Per gli africani la rotta più popolare (ben sponsorizzata su TikTok) passa da questo Paese centramericano ritenuto «sicuro e praticabile» perché è lo stesso presidente Daniel Ortega a sfruttare il fenomeno. Lo scopo? Possedere una leva migratoria, che ne rafforza il potere personale, e al tempo stesso danneggia gli Stati Uniti.Ortega, 78 anni, è tornato al governo in Nicaragua dopo che negli anni Ottanta aveva personalmente animato la guerriglia rivoluzionaria sandinista d’ispirazione marxista, che puntava a fare del Paese latinoamericano una seconda Cuba e del suo presidente un nuovo Castro.
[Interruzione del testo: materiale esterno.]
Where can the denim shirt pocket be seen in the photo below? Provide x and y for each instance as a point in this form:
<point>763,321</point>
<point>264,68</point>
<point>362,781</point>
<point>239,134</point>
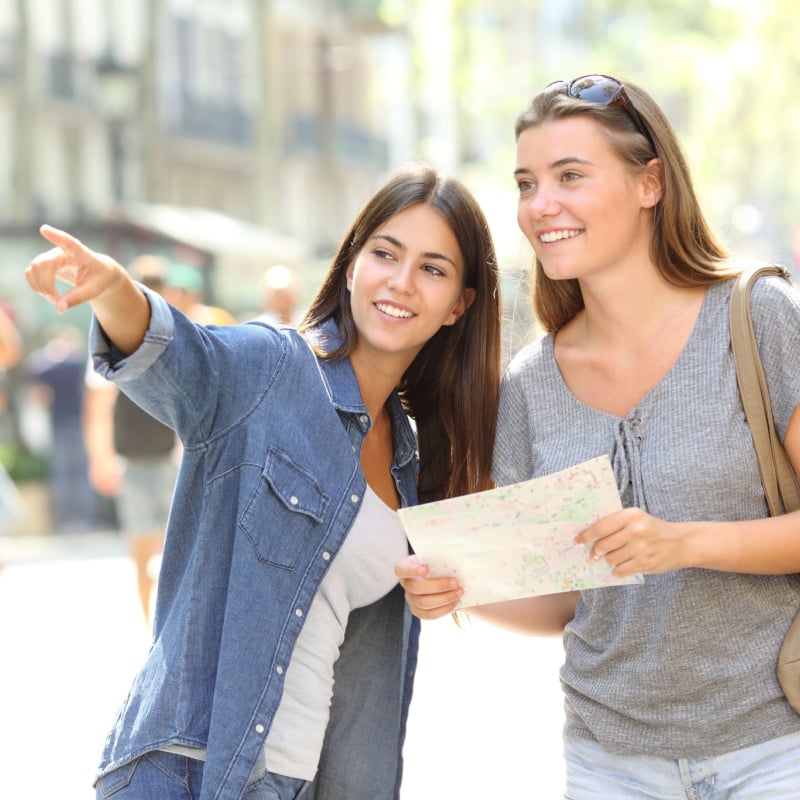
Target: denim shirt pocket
<point>286,508</point>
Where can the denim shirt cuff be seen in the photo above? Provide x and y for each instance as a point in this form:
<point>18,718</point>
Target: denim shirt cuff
<point>111,364</point>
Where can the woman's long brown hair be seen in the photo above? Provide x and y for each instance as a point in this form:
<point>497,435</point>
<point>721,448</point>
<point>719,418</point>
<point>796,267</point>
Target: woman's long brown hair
<point>451,388</point>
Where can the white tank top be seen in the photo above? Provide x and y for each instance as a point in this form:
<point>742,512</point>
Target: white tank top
<point>361,573</point>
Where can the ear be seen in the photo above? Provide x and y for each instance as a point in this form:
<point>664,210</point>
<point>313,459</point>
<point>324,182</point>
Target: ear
<point>464,302</point>
<point>652,183</point>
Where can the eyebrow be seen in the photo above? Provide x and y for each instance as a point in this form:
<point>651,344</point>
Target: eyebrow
<point>428,254</point>
<point>562,162</point>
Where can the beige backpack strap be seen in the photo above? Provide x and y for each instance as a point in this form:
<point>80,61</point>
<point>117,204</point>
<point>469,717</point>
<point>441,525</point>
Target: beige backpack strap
<point>778,477</point>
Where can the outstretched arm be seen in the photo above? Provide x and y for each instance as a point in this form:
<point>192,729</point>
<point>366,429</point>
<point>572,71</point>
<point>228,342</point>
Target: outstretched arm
<point>119,305</point>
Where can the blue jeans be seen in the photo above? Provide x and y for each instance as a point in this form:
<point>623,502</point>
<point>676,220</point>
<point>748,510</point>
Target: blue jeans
<point>168,776</point>
<point>766,771</point>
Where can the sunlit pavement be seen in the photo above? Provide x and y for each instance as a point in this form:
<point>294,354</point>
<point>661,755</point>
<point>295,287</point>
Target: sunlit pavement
<point>485,722</point>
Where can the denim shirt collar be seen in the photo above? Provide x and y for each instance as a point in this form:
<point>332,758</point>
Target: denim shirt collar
<point>345,395</point>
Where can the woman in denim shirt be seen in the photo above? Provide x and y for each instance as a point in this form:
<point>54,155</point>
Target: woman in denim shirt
<point>297,452</point>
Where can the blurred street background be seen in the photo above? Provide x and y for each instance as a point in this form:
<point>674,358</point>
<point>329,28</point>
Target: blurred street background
<point>485,720</point>
<point>228,137</point>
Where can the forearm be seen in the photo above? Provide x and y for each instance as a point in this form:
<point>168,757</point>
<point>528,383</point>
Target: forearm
<point>544,615</point>
<point>768,546</point>
<point>123,313</point>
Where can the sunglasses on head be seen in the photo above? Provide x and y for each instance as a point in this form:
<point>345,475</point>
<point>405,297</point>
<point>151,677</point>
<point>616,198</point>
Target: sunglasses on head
<point>601,90</point>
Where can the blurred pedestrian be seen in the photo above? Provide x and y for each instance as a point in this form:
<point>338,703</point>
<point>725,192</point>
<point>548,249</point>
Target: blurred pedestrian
<point>671,687</point>
<point>54,377</point>
<point>283,653</point>
<point>279,297</point>
<point>132,456</point>
<point>183,288</point>
<point>10,353</point>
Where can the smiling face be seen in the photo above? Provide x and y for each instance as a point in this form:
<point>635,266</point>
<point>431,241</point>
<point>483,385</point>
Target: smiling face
<point>405,283</point>
<point>580,206</point>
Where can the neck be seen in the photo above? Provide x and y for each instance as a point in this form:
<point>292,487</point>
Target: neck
<point>376,381</point>
<point>631,307</point>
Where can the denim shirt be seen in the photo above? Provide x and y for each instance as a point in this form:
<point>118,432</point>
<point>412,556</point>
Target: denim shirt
<point>269,485</point>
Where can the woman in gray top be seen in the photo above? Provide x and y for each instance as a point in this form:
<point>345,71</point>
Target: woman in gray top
<point>671,687</point>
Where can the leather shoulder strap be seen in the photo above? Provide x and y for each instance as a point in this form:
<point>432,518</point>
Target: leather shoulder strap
<point>778,477</point>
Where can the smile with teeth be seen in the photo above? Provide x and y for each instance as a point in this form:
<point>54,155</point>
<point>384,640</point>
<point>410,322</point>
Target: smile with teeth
<point>555,236</point>
<point>393,311</point>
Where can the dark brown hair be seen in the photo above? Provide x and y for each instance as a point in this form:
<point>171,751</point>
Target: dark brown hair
<point>451,388</point>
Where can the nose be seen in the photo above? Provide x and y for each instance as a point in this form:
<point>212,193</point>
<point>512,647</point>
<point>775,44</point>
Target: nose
<point>540,203</point>
<point>402,278</point>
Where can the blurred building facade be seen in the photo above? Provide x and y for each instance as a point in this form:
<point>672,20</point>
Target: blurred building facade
<point>279,116</point>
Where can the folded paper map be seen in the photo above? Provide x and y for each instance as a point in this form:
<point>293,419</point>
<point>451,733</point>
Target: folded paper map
<point>517,540</point>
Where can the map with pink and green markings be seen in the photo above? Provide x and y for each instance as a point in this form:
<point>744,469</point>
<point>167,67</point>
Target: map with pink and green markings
<point>517,540</point>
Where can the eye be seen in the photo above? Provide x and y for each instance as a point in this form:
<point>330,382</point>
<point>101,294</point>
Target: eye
<point>525,186</point>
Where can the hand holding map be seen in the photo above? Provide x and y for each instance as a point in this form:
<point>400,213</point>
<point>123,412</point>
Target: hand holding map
<point>517,541</point>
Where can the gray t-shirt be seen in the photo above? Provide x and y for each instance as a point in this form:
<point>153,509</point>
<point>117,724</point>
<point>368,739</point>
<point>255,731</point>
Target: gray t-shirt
<point>683,665</point>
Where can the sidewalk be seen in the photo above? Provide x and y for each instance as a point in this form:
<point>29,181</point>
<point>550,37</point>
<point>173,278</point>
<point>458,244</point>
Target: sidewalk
<point>485,722</point>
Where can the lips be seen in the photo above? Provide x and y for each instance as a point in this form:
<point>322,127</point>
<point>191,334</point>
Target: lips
<point>394,311</point>
<point>556,236</point>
Un fatto inaccettabile per Washington, che all’epoca rispose armando i Contras (gruppi armati controrivoluzionari) attraverso la Cia per rimuovere la minaccia comunista. Dal 2007 Daniel Ortega è nuovamente il presidente del Nicaragua, seppur riconfermato da elezioni non riconosciute né dagli Stati Uniti, né dall’Ue, né dalle organizzazioni internazionali. La sua presidenza si è trasformata in una dittatura personalistica che, per dirne una, nell’agosto di quest’anno ha portato alla chiusura di 1.500 ong (in maggioranza religiose) ritenute un pericolo per la stabilità nicaraguense perché «infiltrate da agenti stranieri finanziati dagli Stati Uniti».Dopo la pandemia, ha iniziato una politica aggressiva di accoglienza di tutti quegli immigrati che intendono raggiungere gli Stati Uniti: prima ha rimosso le restrizioni per i cubani e, nel 2023, ha eliminato i requisiti di visto per altre nazionalità, inclusi gli haitiani. Cosicché oggi qui si concentra circa il 90 per cento di tutta la migrazione irregolare che punta al confine messicano. Il sistema Ortega è ben spiegato dal politologo nicaraguense in esilio Manuel Orozco: «Ortega ha incaricato una società privata con sede a Dubai di formare il personale dell’aviazione civile del Nicaragua per gestire le procedure di immigrazione su aerei charter. Di conseguenza, tra giugno e novembre 2023, il numero di voli è aumentato da 45 a 93, con un flusso di oltre 100 mila passeggeri provenienti da Port-au-Prince (Haiti), L’Avana (Cuba) e Turks e Caicos (da cui arrivano soprattutto haitiani, ndr)». Impervia è la strada dei migranti per gli Stati Uniti, ma anche difendersi contro chi li fomenta e utilizza come arma, è dura.